The upcoming book published by Penguin Random House, titled Operation Khukri: The True Story Behind the Indian Army’s Most Successful Mission as Part of the United Nations, narrates the first-hand account of the historical event which took place on July 13-16, 2000.
Maj. Gen. Rajpal Punia who led the United Nations Mission in Sierra Leone, West Africa, from the front, cowrote it with his daughter Damini. Punia, Chief of Staff HQ Delhi, was then the CO of the 58th Gorkha Rifles, sent to Sierra Leone to help the local government disarm the notorious rebels who had captured 223 UN peacekeepers. The book brings to fore the historical rescue operation.

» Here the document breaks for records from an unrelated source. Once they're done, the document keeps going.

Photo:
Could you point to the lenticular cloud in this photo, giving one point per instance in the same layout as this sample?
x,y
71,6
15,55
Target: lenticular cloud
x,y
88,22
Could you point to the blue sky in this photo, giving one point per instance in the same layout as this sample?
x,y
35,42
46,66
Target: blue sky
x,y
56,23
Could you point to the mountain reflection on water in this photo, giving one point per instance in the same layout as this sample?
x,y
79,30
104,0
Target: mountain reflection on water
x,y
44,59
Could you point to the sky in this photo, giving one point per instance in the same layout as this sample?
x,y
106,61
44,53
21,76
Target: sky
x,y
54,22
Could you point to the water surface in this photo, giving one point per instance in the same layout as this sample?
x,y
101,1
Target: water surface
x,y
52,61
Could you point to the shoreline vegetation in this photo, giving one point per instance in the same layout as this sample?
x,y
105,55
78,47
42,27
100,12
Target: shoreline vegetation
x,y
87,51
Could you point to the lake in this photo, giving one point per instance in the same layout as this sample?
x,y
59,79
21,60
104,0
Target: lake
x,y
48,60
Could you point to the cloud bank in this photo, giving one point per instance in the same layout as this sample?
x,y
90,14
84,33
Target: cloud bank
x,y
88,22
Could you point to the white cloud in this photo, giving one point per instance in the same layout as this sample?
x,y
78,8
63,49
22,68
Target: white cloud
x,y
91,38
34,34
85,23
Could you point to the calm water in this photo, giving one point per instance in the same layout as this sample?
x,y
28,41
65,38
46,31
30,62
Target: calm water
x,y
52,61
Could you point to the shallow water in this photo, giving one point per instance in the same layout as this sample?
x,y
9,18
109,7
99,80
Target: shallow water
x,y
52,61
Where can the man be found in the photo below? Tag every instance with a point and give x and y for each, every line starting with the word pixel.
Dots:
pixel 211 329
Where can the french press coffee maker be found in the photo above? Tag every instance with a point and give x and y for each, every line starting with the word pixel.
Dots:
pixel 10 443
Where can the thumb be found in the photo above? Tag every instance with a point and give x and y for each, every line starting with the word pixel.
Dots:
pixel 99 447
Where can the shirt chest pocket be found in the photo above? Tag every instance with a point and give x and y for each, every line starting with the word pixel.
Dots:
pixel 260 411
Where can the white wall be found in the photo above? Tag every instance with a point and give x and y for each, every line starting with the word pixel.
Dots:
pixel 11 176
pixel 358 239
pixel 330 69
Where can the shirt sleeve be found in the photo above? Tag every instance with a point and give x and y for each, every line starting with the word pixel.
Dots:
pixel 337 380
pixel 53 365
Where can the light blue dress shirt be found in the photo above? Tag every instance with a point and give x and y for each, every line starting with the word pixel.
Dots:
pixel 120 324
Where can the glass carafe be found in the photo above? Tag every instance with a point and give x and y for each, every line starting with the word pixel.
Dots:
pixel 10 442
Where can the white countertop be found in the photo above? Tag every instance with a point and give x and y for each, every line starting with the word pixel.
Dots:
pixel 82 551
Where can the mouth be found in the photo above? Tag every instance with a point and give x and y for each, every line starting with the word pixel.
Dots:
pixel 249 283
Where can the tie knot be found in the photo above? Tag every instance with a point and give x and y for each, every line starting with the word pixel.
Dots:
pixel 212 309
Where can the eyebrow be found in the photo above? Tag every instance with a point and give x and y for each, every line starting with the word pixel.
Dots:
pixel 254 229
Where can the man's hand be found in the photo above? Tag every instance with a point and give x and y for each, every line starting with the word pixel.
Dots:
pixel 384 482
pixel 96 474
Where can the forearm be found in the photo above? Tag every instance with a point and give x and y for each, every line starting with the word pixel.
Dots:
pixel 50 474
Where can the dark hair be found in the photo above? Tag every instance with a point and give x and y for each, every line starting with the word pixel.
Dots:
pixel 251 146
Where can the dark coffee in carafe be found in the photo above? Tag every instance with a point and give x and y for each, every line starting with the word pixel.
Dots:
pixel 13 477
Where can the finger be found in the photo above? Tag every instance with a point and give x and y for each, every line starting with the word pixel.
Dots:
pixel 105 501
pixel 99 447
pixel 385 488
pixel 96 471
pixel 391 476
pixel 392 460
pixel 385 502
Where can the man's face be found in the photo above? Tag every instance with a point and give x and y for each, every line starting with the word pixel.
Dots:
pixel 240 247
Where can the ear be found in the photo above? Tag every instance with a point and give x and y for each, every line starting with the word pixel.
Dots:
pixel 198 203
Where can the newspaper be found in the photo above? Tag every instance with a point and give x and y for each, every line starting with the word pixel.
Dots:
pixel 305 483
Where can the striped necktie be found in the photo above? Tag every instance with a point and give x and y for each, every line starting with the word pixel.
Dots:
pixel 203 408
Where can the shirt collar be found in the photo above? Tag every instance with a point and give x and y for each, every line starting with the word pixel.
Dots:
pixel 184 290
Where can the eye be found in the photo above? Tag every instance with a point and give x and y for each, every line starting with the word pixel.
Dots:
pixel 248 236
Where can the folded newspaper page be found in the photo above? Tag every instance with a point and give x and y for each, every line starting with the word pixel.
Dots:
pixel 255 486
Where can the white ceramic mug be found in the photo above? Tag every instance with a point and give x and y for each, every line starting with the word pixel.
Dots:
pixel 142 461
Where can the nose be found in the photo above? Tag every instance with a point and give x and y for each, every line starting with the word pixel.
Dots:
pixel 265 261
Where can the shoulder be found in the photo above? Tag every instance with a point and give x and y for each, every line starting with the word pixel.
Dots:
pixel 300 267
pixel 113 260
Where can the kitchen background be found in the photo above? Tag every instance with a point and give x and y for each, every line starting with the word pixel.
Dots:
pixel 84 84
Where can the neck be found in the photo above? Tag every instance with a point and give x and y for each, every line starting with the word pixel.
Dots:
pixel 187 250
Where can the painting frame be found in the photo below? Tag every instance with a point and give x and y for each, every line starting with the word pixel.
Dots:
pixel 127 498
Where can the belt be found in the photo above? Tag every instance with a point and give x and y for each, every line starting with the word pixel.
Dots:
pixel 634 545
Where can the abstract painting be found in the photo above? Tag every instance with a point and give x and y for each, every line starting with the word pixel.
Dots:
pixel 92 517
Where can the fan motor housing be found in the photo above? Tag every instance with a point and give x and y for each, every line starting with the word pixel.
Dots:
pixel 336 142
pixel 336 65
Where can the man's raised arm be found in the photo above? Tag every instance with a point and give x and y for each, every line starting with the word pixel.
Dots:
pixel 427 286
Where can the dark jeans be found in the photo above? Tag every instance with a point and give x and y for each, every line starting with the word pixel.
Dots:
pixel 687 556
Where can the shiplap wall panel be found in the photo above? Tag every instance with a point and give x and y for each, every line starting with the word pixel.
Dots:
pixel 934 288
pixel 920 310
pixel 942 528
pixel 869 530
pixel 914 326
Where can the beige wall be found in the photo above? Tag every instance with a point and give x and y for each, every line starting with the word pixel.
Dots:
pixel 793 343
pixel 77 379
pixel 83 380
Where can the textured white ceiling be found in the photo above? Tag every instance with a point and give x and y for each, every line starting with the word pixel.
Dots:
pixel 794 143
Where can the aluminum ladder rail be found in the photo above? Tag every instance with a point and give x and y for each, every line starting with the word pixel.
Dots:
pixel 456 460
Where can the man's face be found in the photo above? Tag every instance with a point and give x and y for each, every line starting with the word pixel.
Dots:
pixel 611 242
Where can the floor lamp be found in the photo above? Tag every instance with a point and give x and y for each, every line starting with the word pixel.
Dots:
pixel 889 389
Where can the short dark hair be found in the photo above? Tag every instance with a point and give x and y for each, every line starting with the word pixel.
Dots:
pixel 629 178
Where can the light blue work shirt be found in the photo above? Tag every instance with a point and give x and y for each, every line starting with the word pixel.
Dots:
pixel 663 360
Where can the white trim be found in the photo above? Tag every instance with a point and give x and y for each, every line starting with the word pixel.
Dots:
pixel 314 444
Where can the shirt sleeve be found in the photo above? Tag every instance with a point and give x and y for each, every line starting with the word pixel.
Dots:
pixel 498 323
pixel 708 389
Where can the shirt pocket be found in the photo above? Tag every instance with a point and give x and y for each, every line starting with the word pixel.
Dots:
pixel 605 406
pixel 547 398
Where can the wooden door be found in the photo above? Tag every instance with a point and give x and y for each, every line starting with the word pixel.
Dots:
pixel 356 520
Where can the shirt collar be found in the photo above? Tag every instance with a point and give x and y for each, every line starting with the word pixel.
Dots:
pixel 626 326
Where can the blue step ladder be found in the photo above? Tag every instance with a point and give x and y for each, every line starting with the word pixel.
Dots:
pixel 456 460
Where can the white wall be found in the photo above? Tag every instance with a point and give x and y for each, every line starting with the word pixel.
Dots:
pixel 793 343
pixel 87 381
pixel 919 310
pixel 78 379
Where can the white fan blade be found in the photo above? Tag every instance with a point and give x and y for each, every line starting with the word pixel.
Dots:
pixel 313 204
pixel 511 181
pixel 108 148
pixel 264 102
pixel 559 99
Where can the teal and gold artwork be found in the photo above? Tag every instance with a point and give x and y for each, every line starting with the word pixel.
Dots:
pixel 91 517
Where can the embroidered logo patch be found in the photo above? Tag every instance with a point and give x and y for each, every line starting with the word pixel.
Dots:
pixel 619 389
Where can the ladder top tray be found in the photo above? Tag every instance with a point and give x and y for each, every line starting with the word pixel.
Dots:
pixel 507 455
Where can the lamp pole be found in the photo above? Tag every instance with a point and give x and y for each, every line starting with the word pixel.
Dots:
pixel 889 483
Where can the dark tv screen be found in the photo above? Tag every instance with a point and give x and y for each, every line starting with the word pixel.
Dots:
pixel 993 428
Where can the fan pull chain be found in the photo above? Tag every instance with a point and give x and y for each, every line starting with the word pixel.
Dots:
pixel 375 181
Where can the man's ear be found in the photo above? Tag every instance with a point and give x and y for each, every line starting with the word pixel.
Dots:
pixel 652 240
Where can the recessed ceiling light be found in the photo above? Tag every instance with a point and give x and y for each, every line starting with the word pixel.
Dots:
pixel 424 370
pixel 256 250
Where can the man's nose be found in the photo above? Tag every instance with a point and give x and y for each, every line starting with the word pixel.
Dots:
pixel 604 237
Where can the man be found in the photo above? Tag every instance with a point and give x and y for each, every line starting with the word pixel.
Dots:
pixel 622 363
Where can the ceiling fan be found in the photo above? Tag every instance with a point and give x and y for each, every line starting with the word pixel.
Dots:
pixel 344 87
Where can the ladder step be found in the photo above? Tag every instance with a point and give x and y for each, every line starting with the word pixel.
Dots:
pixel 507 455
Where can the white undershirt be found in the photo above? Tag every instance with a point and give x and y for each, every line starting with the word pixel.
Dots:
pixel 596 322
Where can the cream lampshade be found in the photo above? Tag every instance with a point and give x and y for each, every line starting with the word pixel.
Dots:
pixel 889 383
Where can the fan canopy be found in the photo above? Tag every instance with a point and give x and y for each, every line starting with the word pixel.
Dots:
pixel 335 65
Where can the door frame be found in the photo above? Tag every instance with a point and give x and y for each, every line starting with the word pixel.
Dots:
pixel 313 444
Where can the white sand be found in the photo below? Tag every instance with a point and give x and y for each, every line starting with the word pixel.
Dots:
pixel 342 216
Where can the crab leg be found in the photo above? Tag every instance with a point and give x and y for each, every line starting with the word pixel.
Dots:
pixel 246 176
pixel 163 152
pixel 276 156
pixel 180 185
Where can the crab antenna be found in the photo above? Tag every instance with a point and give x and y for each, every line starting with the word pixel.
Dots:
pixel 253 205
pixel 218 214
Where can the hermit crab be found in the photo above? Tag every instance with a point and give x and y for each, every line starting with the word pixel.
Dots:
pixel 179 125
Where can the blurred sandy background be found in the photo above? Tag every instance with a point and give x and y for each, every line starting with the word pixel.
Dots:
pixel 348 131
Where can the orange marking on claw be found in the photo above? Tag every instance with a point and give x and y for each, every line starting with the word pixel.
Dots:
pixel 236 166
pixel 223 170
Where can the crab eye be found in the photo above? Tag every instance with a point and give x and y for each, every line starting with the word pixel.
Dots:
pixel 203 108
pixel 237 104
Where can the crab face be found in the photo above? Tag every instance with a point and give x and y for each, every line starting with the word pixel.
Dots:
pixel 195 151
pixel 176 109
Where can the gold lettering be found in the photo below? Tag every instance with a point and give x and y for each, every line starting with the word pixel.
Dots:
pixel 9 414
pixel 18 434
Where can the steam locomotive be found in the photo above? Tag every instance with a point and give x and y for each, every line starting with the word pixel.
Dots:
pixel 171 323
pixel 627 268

In 2002, he was awarded the prestigious Yudh Seva Medal by the President of India. For Gurveen Chadha, Senior Commissioning Editor, Penguin Random House, Operation Khukri is the true account of one of the most daring missions of the Indian Army on foreign soil, yet most people are unaware of it even though it transpired months after the Kargil War.
“That is what attracted me to the story first and foremost. And as the man spearheading the operations, there could be no one better to put the story together than Maj. Gen. Punia. The courage and tenacity displayed by him and his soldiers is testimony to why the Indian Armed Forces are regarded as one of the best in the world.” We hear more from the man himself:
Take us through your struggles encapsulated in the book during the rescue operation.
Operation Khukri was a headon battle between the Indian Peacekeepers in Kailahun and the Revolutionary United Front rebels. A battle where the Indian forces crushed the deadliest rebel force in the world. This book venerates the sacrifice of every Indian soldier who fought till his last breath for the honour of our country, as well as every innocent soul who died as a result of the war. Today, I live with the hope of visiting Kailahun to personally meet the children of the generation that died as a result of the war. I wish I was less of a soldier and more of a human!
Tell us about the impact of the mission in your life.
My boys, my soldiers were my family and I had to ensure that each one of them reached home to their loved ones. Operation Khukri made me believe in the power of destiny. It’s a miracle how all 233 of us are still standing tall after living in the jaws of death for three months. It was destiny that guided us through the opaque wilderness of Africa. The virtuous deeds of the soldiers are the sole reason we could walk on the Indian soil yet again and I am glad that through this book the world would learn what the Indian soldiers are made of !
At one time when you were taken hostage during the mission, what were the challenges you had to endure?
I was taken hostage without offence which in itself was a lot to process. Moreover, as a Company Commander, the biggest challenge I faced was the separation from my soldiers. I was constantly worried about their safety as they were in the camp area while I was held up in the ruins outside the town with barely any knowledge of what they were going through in Kailahun. I felt helpless and every sunrise was a blessing as we were counting days being in the belly of the beast. Also, it was difficult to keep the spirit high, as the thoughts of my wife and children back home would make me heartsick.
Could you tell us how army personnel stay positive in the toughest of circumstances?
The Indian Army teaches us that ‘when the going gets tough, the tough gets going’. Once we don the uniform, we derive positivity from the camouflage fabric on our body and the tricolor, which is pinned on our shoulder being part of the United Nations. During the training, our body is toughened like steel and our mind like the rock! Tougher the circumstances, greater is our spirit. Lastly, it is the izzat of the Indian Army which flows like adrenaline in our nerves and irrespective of the situation around us, we give our all to uphold the ‘dignity of our paltan’ and the ‘honour of our country’.